Splout SQL's architecture

Splout SQL is a read-only DB. Because of this, the overall architecture is quite simple.

Splout SQL is installed on a cluster of commodity hardware machines. Each of the machines runs a DNode service and optionally a QNode service (but there must be at least one QNode service among the cluster).
QNodes implement a REST API for serving users' queries or receiving deploy / rollback requests.
Because data is partitioned, QNodes talk to the appropriate DNode for serving a query and the DNode responds back with the query’s result.
A Hadoop cluster is used for indexing and balancing the data. The resultant SQL files are fetched by the DNodes by handling a data deploy request.

Data balancing & indexing

Arbitrarily big datasets are handled by Splout by using a Hadoop batch process that partitions and indexes the data according to a users' partitioning policy.

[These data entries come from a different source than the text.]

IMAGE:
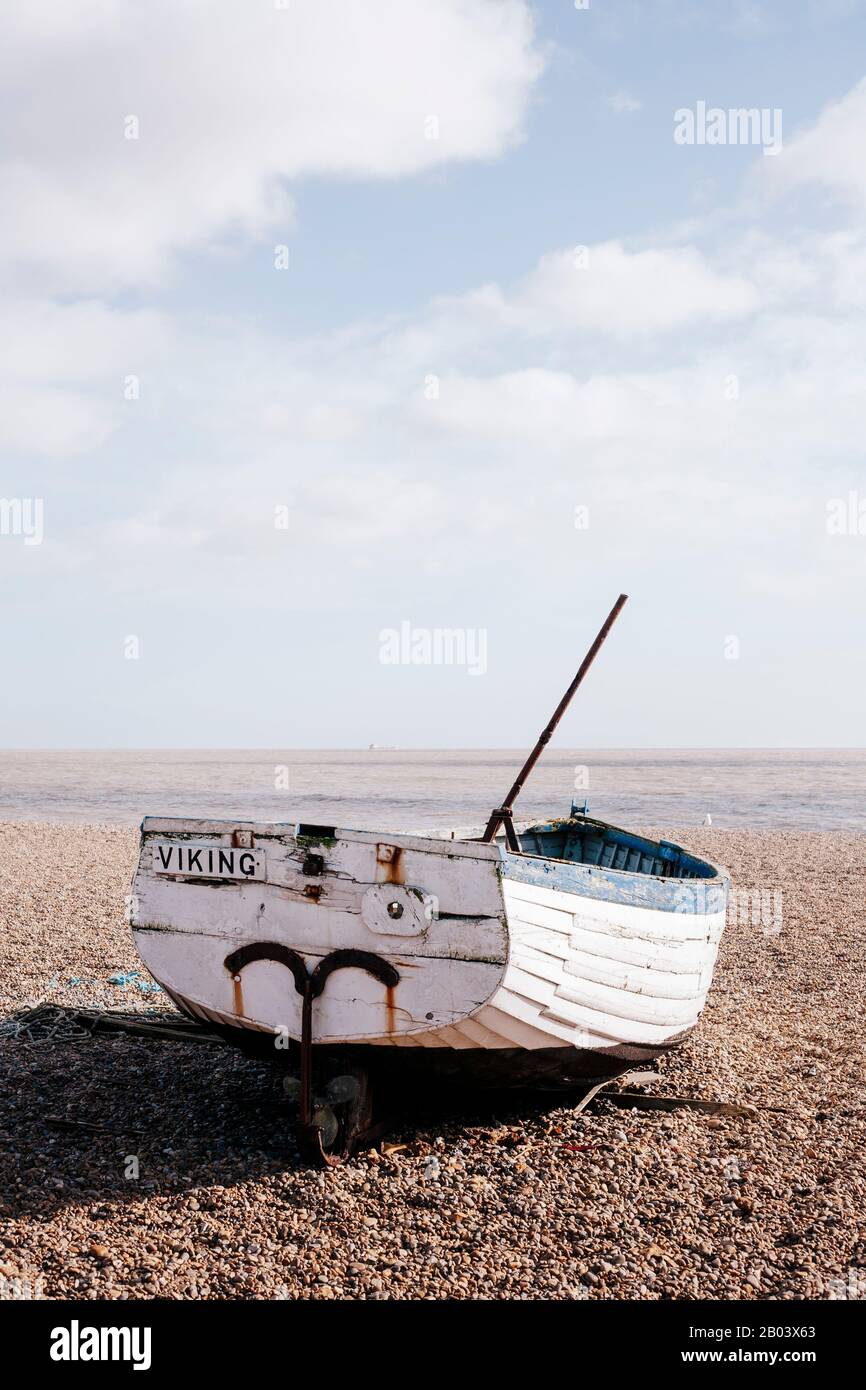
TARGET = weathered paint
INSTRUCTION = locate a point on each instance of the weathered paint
(494, 951)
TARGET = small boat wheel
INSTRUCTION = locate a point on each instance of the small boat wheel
(330, 1127)
(339, 1118)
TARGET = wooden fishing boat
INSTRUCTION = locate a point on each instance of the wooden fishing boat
(560, 954)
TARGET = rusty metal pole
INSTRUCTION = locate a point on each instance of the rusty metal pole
(503, 815)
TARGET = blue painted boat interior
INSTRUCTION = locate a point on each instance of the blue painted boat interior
(594, 843)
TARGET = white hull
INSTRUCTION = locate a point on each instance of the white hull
(485, 962)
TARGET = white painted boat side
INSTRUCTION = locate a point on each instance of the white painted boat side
(499, 963)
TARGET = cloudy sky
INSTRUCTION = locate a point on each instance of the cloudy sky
(320, 319)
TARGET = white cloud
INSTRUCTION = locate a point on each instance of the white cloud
(232, 102)
(831, 152)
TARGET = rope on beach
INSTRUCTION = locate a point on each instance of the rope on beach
(57, 1023)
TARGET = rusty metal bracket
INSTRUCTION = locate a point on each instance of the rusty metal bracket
(310, 984)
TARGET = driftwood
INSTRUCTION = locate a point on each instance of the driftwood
(60, 1122)
(640, 1101)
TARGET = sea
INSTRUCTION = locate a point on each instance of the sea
(392, 788)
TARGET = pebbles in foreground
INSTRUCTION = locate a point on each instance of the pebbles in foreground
(132, 1168)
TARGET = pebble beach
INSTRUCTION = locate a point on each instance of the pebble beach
(135, 1168)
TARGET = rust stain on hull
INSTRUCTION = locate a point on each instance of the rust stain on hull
(389, 859)
(238, 994)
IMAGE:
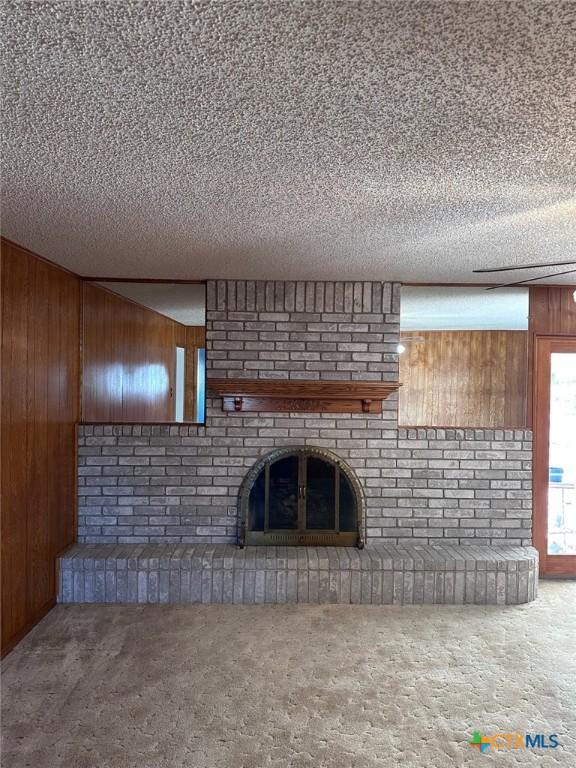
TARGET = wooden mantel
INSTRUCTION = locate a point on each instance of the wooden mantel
(286, 396)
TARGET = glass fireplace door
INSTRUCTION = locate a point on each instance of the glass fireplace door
(302, 498)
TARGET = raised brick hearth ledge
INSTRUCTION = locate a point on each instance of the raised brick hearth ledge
(381, 574)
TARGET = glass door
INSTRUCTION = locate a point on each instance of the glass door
(555, 455)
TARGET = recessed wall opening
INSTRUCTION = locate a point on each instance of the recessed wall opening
(299, 496)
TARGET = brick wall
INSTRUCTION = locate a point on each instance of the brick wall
(147, 483)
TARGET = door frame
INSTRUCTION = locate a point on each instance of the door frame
(544, 346)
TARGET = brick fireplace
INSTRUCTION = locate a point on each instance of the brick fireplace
(141, 484)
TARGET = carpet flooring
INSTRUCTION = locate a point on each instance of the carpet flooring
(292, 686)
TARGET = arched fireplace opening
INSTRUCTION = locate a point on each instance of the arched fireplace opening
(301, 496)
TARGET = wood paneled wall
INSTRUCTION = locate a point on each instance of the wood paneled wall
(40, 408)
(464, 378)
(552, 311)
(128, 359)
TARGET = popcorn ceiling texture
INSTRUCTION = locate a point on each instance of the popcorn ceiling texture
(179, 484)
(313, 140)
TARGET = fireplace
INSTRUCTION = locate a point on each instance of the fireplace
(301, 496)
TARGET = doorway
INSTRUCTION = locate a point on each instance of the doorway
(555, 455)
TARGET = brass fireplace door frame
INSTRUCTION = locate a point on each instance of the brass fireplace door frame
(301, 537)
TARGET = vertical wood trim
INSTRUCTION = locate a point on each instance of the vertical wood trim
(544, 346)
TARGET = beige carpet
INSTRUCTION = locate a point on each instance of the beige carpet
(298, 686)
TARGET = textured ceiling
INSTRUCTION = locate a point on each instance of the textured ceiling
(183, 302)
(293, 139)
(457, 308)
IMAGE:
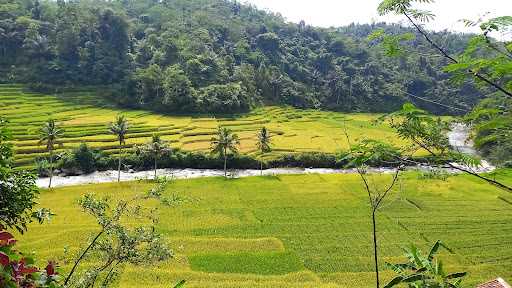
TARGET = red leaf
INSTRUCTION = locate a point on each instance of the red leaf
(28, 270)
(4, 259)
(50, 268)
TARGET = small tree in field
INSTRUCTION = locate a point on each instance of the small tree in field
(223, 143)
(156, 148)
(117, 243)
(263, 144)
(366, 153)
(119, 128)
(424, 271)
(49, 135)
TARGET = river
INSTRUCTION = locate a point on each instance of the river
(458, 137)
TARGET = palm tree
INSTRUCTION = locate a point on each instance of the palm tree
(225, 141)
(424, 271)
(157, 147)
(119, 128)
(263, 144)
(49, 135)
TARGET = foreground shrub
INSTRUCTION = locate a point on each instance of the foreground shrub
(424, 271)
(18, 270)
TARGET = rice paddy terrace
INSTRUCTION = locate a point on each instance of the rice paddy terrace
(296, 231)
(85, 118)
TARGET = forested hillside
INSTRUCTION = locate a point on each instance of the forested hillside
(218, 56)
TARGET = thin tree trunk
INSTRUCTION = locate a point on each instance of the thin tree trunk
(51, 169)
(119, 165)
(375, 252)
(155, 167)
(82, 256)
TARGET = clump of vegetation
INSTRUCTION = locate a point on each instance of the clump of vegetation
(19, 270)
(50, 135)
(492, 124)
(227, 58)
(224, 143)
(83, 159)
(424, 271)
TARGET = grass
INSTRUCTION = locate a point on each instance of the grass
(85, 118)
(297, 230)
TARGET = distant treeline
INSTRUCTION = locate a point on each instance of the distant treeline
(218, 56)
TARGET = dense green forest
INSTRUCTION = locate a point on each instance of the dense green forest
(219, 56)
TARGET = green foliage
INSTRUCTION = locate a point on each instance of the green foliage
(225, 142)
(50, 135)
(18, 198)
(117, 243)
(19, 271)
(492, 124)
(262, 263)
(83, 159)
(424, 271)
(371, 153)
(164, 56)
(119, 128)
(391, 44)
(264, 140)
(322, 219)
(18, 190)
(6, 151)
(423, 130)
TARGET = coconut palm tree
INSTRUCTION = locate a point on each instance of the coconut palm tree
(263, 144)
(157, 147)
(223, 143)
(49, 135)
(119, 128)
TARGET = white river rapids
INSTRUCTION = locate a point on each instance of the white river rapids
(458, 137)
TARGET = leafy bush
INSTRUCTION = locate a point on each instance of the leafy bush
(18, 270)
(82, 159)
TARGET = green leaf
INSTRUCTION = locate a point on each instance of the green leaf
(180, 284)
(456, 275)
(434, 250)
(397, 280)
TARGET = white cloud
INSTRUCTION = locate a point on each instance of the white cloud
(326, 13)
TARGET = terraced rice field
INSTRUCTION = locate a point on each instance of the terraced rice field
(297, 231)
(85, 118)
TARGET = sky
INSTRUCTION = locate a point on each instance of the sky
(327, 13)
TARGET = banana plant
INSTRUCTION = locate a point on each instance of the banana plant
(424, 271)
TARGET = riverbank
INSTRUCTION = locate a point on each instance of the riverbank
(458, 137)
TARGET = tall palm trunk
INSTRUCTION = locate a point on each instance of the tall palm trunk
(155, 166)
(51, 169)
(375, 252)
(119, 164)
(225, 163)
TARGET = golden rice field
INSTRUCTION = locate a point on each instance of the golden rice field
(296, 231)
(85, 118)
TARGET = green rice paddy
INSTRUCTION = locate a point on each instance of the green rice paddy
(85, 118)
(297, 231)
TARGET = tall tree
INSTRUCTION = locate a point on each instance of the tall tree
(18, 190)
(49, 135)
(119, 128)
(361, 156)
(157, 147)
(223, 143)
(263, 144)
(488, 67)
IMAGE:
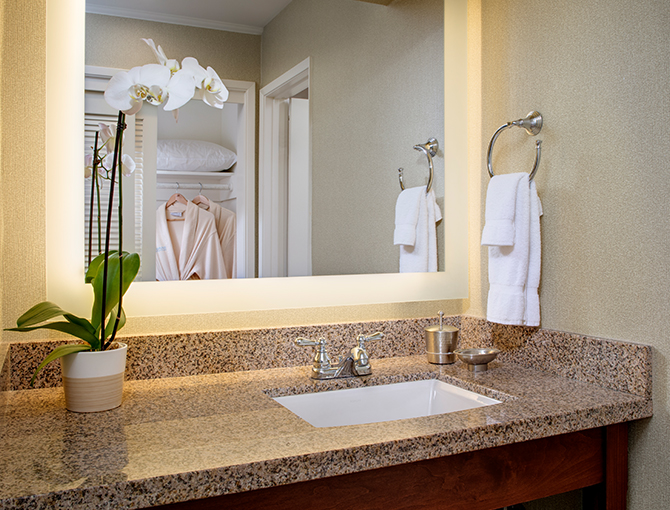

Usually this involves partitioning by one or more columns in a columnar dataset, for example customer_id. But you can also partition by an arbitrary Java or JavaScript function, for instance.
Splout uses sampling methods for deciding how to split the dataset after applying users’ partitioning function.
A simple method (a-la-Hadoop's TeraSort) is the default one, but a more sophisticated one - althought more computationally expensive - (Reservoir Sampling) can be used in datasets where the default one is not enough.
The DNodes fetch new data on a deploy request. The data is downloaded, atomically replaced and versioned. The cluster coordinates itself for assuring version consistency and no downtime while deploying. The user can choose to rollback to previous versions anytime, and the operation will be as quick as a "mv" between folders.

Technology choices

QNodes, DNodes are implemented as Java services serving queries through a Jersey REST interface.
QNodes and DNodes communicate between them using Thrift.
Splout SQL cluster handles membership and coordinates deployments and rollbacks through Hazelcast.
Splout uses Pangool for low-level Java Hadoop development. In this way, the code for data store generation is pretty simple and performant at the same time.
Splout generates SQLite files that are used by DNodes for serving data.